Today, Monica is visiting Silvia Akuku Okesa, a mother of five in the small village of Ihula. She regularly visits the 65 households on her client list to share guidance on health and nutrition with pregnant women and caregivers. Together, they discuss topics like the benefits of breastfeeding, the importance of a varied diet, and how to keep families safe from COVID-19. Community Health Volunteers are also trained to identify malnutrition and refer patients to health services when needed.


Community Health Volunteer Monica Anyango visits a client, Silvia Okesa, at her home in Busia County. Photo: Elphas Ngugi for Action Against Hunger, Kenya.

Monica’s contributions are held in high regard by the communities she serves. “Before there was no doctor coming to my homestead, but when I was pregnant Monica visited many times and did a check-up on me and the foetus,” says Silvia. “She taught me how to touch and connect with my baby while in the womb, and that gave the foetus an awareness of what is happening in the world. No wonder my baby is so smart!”

Monica received training through the Systems Enhancement for Transformative Health (SETH) project, funded by Global Affairs Canada and implemented by Action Against Hunger in collaboration with Helen Keller International. The project aims to reduce maternal and child mortality in target communities in Kenya and Guatemala by strengthening local health systems and improving the quality of maternal, newborn and child health and nutrition services.

Through her training, Monica has begun working more closely with healthcare workers in the area. One important aspect of her work is to inform expectant mothers about the steps to a healthy pregnancy and familiarize them with locally available healthcare services. This community-driven approach helps address myths and misconceptions that may deter expectant mothers from visiting health facilities and encourage women to give birth under the care of skilled healthcare professionals, thus reducing maternal and neonatal death rates.

“In villages where caregivers are not regularly visited by Community Health Volunteers, they lack information on maternal health and the services offered in the hospitals. They lack a clear path to follow,” she says.


Silvia with her daughter. Photo: Elphas Ngugi for Action Against Hunger, Kenya.

The training Monica received has improved the quality of care that she provides. “The SETH project helped me realize that I need to attend to a pregnant mother up until the end, know their schedules, and continuously work with them on their birth plans,” she says.

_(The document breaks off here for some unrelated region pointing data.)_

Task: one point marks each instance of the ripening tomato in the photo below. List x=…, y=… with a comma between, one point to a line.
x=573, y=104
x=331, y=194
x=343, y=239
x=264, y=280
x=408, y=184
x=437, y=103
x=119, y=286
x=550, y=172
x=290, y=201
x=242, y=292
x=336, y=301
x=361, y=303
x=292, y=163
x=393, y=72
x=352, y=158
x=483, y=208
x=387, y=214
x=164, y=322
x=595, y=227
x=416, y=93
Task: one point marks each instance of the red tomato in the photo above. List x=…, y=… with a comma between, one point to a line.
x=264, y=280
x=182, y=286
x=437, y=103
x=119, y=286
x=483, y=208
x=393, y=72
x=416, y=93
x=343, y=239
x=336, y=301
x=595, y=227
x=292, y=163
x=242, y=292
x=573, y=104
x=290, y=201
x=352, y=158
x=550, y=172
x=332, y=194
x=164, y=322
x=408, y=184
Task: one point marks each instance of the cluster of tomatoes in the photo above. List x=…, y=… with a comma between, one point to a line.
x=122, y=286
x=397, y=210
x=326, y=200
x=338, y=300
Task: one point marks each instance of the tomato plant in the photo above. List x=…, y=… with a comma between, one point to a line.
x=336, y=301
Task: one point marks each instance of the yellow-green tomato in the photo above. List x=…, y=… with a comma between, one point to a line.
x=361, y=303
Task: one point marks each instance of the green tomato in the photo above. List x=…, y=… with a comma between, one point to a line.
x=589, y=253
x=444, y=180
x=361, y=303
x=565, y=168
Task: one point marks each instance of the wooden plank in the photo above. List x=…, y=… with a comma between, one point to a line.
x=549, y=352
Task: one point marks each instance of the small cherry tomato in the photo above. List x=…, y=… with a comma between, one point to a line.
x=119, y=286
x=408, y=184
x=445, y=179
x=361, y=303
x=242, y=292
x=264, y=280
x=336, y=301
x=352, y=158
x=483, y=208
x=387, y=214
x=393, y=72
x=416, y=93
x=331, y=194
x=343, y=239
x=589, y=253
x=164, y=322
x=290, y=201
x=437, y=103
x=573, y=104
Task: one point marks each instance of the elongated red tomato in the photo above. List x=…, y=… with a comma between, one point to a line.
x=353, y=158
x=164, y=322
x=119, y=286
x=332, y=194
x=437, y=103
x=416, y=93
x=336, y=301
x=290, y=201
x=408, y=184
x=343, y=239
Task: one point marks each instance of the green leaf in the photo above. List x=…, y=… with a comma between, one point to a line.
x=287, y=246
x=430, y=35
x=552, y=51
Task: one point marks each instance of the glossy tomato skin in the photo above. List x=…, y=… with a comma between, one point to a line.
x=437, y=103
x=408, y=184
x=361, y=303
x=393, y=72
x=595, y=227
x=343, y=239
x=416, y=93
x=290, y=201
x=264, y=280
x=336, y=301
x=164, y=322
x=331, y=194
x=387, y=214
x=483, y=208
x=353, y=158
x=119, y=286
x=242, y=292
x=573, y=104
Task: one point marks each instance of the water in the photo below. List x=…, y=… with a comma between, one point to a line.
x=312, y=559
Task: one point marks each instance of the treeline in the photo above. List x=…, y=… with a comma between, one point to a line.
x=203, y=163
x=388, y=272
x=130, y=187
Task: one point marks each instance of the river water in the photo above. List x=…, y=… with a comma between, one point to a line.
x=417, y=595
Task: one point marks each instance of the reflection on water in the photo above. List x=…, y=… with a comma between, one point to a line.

In addition to sharing vital information with their clients, community health volunteers are helping strengthen the health system by collecting data for local health authorities so they have a clearer picture of the health and nutrition situation in the villages. “The community health volunteers bring their reports to the health facility they are attached to. We use these reports to understand our situation on the ground,” says Dr. Sinclair Omboga in Trans Nzoia County, where SETH project activities have also been implemented. “It has helped us to enrich our documents so that our work plans, strategic plan, and county nutrition action plans are much richer.”

In the context of the COVID-19 pandemic, the work of Community Health Volunteers has taken on a new importance. “My work as a Community Volunteer is providing health education services in the villages,” says Geoffrey Wafule, a volunteer in neighbouring Bungoma County. [Action Against Hunger] educated us on matters related to COVID-19. After the training, I went to the households I serve to share what I had learned. And true to it, they have really benefited, they have adhered to the guidelines. I am grateful for this. I have heard about COVID in other areas, but we remain safe because of the training we were given.”

 


Community Health Volunteers receive training through the Systems Enhancement for Transformative Health (SETH) project, implemented by Action Against Hunger and Helen Keller International with the financial support of Global Affairs Canada. This project focuses on maternal, newborn and child health and nutrition.